Norma’s mother had a lovely, rich voice while Frank Sinatra was a big family favourite.

“I was seven when I saw Lena Horne perform The Lady and the Tramp in the 1948 film, Words and Music, and I asked mum if I could learn the songs, and that was the start of it,” said Winstone, who performs at this weekend’s Ribble Valley Jazz Festival with jazz super group Norma Winstone and the Printmakers.

“I’d sing at family get-togethers and sometimes the British Legion, but I was very shy and awkward. I didn’t enjoy it one bit.

“I didn’t really have a plan, I just wanted to sing.

“Looking back, I really couldn’t see, as a teenager, how I could get to any point where I could perform professionally.”

Later, though, she sang in the boisterous public houses of Bow, Bermondsey, and Bethnal Green, and was at school with actor Dudley Moore in Dagenham.

“It was a close community in the 1960s, but quite a few pubs featured jazz sessions, they were my formative years in places like The Lilliput pub in Bermondsey.

“It was a hard learning curve. I’d go down and see who was playing, and ask if I could sing.

“I’d improvise and that gave me the confidence and belief.

“I then began to understand how it all worked.”

She recalled Dudley Moore playing the church organ at morning assembly, adding: ‘All the girls were in love with him – including me.

“I got his autograph, and even when he became very famous he would come back to the school and play that old church organ.”

Winstone, though, quickly graduated to playing with the world’s leading jazz artists - and today she is celebrated as one of Britain’s most admired jazz vocalists.

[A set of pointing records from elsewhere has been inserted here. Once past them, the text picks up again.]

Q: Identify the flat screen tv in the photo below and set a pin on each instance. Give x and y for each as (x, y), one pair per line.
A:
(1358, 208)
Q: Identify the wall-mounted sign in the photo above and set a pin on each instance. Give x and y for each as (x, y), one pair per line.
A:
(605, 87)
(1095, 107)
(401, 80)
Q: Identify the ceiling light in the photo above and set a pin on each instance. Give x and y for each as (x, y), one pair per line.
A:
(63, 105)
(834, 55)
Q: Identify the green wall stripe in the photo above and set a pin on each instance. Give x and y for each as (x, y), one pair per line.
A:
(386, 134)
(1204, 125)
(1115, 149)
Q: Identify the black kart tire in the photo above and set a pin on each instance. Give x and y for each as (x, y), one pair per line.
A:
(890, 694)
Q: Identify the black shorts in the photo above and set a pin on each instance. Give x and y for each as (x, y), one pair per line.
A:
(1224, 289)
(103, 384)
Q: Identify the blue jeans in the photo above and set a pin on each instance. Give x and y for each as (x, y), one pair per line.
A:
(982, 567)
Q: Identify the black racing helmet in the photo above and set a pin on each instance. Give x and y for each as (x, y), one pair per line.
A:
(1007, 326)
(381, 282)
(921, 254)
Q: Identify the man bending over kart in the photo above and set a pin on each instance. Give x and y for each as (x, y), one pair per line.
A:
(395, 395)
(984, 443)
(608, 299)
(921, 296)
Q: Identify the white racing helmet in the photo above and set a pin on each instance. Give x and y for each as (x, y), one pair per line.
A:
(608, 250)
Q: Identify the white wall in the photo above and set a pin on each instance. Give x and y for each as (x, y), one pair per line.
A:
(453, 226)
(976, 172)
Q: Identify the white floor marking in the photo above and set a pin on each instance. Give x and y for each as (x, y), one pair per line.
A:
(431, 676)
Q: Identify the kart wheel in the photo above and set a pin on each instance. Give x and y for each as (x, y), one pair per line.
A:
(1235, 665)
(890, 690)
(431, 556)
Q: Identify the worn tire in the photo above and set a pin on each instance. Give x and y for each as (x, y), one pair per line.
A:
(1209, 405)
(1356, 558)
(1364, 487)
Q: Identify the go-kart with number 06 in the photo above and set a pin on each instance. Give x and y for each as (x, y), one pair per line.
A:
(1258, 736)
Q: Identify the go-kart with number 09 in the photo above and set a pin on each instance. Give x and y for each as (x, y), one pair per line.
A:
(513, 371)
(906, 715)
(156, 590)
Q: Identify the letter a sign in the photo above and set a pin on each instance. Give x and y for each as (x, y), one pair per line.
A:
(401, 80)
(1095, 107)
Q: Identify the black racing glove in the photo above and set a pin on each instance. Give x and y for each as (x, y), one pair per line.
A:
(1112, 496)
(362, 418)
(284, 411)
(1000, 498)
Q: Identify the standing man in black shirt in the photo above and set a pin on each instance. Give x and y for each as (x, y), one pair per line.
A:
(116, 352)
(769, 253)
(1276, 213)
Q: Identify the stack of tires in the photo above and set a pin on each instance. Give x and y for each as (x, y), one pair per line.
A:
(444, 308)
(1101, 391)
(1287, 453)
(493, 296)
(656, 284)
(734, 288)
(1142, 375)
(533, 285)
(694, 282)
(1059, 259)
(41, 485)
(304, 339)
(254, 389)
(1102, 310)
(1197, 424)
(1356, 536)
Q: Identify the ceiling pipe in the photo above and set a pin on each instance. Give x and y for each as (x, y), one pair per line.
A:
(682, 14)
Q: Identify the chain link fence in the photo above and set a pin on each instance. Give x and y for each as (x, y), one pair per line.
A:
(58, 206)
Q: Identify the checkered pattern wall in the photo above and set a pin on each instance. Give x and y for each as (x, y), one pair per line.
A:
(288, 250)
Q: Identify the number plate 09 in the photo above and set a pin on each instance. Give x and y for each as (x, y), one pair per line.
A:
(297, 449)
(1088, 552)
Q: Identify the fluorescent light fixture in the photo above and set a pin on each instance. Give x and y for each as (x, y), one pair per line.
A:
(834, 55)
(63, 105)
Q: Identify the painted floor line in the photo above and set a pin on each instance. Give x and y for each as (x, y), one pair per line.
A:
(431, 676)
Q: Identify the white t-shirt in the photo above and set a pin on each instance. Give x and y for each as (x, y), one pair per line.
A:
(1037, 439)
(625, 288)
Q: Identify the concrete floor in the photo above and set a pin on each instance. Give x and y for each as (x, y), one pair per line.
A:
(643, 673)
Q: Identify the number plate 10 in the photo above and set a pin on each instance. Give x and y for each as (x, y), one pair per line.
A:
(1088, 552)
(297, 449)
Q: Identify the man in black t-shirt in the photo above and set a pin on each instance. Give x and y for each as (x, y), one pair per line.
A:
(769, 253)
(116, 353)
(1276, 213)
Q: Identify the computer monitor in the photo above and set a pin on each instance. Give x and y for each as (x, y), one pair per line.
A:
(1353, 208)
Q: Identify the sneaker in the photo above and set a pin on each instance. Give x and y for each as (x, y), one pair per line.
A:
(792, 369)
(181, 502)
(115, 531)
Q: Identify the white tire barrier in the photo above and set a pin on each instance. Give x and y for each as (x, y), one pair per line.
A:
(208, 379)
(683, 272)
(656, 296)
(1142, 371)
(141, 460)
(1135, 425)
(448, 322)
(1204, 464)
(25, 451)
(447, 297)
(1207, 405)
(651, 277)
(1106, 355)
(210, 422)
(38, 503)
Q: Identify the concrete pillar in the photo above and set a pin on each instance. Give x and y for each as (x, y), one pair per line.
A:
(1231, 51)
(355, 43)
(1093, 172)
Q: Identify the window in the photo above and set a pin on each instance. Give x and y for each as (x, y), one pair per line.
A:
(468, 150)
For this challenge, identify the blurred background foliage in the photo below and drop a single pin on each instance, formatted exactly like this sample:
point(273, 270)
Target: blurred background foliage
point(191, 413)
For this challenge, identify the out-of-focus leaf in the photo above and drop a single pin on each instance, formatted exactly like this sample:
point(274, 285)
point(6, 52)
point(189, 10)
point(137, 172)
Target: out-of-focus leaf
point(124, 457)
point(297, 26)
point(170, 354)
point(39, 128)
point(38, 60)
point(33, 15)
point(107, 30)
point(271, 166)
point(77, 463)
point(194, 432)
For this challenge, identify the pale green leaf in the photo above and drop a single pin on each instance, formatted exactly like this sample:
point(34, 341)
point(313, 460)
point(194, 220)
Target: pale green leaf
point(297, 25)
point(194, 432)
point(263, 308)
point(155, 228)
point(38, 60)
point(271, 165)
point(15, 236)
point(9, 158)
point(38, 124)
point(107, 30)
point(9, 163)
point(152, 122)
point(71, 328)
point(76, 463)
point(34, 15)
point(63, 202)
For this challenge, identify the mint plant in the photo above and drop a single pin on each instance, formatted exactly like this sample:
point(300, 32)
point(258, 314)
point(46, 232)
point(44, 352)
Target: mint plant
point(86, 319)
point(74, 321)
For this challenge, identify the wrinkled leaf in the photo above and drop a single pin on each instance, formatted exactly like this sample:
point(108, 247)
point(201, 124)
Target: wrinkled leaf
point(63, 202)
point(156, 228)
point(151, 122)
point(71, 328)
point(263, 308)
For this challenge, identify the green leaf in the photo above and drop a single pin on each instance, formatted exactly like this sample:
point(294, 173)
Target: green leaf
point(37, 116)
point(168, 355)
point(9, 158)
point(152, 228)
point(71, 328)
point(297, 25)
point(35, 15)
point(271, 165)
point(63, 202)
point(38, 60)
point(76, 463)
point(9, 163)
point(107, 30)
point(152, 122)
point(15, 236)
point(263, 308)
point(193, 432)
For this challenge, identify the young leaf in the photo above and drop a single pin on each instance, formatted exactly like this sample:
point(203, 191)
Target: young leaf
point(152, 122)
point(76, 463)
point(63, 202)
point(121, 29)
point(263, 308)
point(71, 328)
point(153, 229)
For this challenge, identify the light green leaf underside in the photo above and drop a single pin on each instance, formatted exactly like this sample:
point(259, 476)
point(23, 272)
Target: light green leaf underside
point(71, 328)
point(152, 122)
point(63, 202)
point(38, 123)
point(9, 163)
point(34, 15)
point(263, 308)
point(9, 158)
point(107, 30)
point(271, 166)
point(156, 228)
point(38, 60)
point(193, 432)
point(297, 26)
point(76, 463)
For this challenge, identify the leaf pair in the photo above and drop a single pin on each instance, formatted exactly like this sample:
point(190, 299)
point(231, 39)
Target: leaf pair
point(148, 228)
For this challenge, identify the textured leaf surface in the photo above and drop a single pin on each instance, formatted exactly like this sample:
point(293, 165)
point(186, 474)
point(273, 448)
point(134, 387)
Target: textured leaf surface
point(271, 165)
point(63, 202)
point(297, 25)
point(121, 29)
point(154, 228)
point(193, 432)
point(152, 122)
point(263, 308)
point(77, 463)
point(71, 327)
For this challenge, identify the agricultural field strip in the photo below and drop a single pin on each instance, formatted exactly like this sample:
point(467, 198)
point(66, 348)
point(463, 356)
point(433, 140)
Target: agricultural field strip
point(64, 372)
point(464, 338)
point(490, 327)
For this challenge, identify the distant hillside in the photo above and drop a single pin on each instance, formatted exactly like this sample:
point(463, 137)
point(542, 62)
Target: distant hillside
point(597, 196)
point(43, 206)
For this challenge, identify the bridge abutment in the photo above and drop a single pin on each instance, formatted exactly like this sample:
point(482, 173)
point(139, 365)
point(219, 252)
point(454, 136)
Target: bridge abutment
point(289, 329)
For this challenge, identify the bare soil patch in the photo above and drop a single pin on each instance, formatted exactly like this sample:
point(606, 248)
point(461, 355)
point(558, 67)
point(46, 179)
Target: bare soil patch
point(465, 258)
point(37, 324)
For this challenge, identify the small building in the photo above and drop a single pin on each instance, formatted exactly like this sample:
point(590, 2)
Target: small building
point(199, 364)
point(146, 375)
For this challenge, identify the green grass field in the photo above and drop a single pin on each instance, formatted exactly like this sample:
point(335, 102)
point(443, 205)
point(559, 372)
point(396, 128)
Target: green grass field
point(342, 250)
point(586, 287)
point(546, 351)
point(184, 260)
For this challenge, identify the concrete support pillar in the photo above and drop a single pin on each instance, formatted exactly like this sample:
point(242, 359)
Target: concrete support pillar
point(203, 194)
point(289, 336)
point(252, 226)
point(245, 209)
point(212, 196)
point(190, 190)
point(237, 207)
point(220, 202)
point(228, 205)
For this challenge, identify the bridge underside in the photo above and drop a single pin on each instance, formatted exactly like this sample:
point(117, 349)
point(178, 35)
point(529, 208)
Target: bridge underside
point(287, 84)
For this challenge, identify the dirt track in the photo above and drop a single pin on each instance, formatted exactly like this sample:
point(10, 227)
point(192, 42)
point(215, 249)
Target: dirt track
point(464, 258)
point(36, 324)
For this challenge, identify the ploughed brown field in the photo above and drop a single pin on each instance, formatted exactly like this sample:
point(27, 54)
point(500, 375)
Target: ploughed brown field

One of the stars of Gilles Peterson’s Jazz Britannia TV programme, she celebrated her 75th birthday last year, still at the peak of her form, with a stirring concert at the London Jazz Festival.

Winstone, who recorded her first songs for the BBC 50 years ago this month and received the MBE for her services to music, added: “Age is a state of mind, and good music is ageless too.

“I don’t feel any different now than I did when I was 20. Music can bring you joyous moments and sad ones too.

“Some of the musicians in The Printmakers are young, but it is a precious thing when you find people with whom you don’t have to discuss anything and playing together just works.”

The group is led by Nikki Iles, one of the foremost contemporary British jazz musicians.

“Norma’s a national treasure,” she said. “She was at the cutting edge of the jazz sound of the Sixties and Seventies, and remains a truly remarkable talent.”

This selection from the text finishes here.